Seno menghela napas, tapi masih tidak bisa membiarkannya pergi. Menariknya dalam pelukan, menepuk punggung putrinya yang biasanya selalu terlihat kuat dan tegar.
"Sayang, apakah benar-benar harus pergi. Apakah kamu mau ayah ikut denganmu?"
Kiara menggelengkan kepalanya. Melepaskan pelukan ayahnya dan membuka HP-nya. Dia menunjukkan foto yang diambilnya kemarin sore. Foto yang mungkin akan membuat ayahnya mengerti.
Respon Seno adalah tetap diam sambil menatap wajah putrinya. Ada sedikit kejutan dalam ekspresinya, tapi terlihat tetap tenang.
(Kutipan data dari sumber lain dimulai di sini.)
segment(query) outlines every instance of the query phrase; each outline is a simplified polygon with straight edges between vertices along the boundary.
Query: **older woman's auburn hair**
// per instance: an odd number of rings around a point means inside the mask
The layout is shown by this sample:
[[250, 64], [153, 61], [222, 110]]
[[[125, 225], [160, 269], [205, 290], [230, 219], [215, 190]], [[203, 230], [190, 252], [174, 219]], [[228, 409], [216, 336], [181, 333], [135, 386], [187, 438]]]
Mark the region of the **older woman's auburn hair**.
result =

"Ayah mungkin berpikir ada kesalahpahaman setelah melihat foto ini, tapi apapun alasannya, hati Kiara sakit. Bukan penjelasan yang aku inginkan dari mereka, tapi pengakuan. Jika mereka memilih untuk tidak merasa salah, maka biarlah. Tapi Kiara mungkin akan mengingat hal ini selamanya. Biarkan Kiara pergi sebentar, Yah. Hingga Kiara cukup mampu untuk kembali bahagia dengan hidup Kiara!"
Seno tidak berbicara, juga tidak lagi menahan keinginan putrinya. Karena dia sekarang mengerti, hati putrinya hancur.
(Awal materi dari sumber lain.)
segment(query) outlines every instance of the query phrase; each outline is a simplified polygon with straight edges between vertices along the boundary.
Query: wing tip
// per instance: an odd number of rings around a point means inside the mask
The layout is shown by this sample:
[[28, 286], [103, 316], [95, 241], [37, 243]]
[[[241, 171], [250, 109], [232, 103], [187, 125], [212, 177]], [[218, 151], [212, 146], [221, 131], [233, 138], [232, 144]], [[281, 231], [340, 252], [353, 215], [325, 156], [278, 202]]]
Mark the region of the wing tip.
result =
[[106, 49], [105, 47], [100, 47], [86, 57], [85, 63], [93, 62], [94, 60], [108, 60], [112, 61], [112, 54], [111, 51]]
"Ayah, Kiara pergi!" Dia melangkah pergi setelah memeluk ayahnya sebentar.
Hubungannya dengan Jordi memang sudah berakhir, tapi tidak mudah mengakhirinya dengan Asyla. Keputusan Kiara untuk pergi menjauh adalah demi hubungan tersebut. Setelah hatinya sembuh, maka dia bisa mengambil sikap pada Asyla.
Dia juga tidak bermaksud menutupinya dari ayahnya. Karena ayahnya harus tahu, dia mungkin tidak akan bisa lagi menjadi kakak bagi Asyla. Sehingga ayahnya tidak akan bingung di masa depan.
Asyla sudah seperti adiknya sendiri, begitupun dengan ayahnya. Ayahnya telah menganggap Asyla seperti putri kandungnya. Bukan hanya hatinya yang sakit, mungkin ayahnya juga merasa kecewa dan terluka bersamanya. Akan tetapi ayahnya selalu bijaksana. Memberitahu ayahnya tidak akan membuat ayahnya membenci Asyla bersamanya. Tapi mungkin akan memberikan perbedaan tentang kasih sayangnya. Kiara sudah puas dengan hal tersebut. Dia tidak akan meminta Asyla pergi dari rumahnya, karena mama.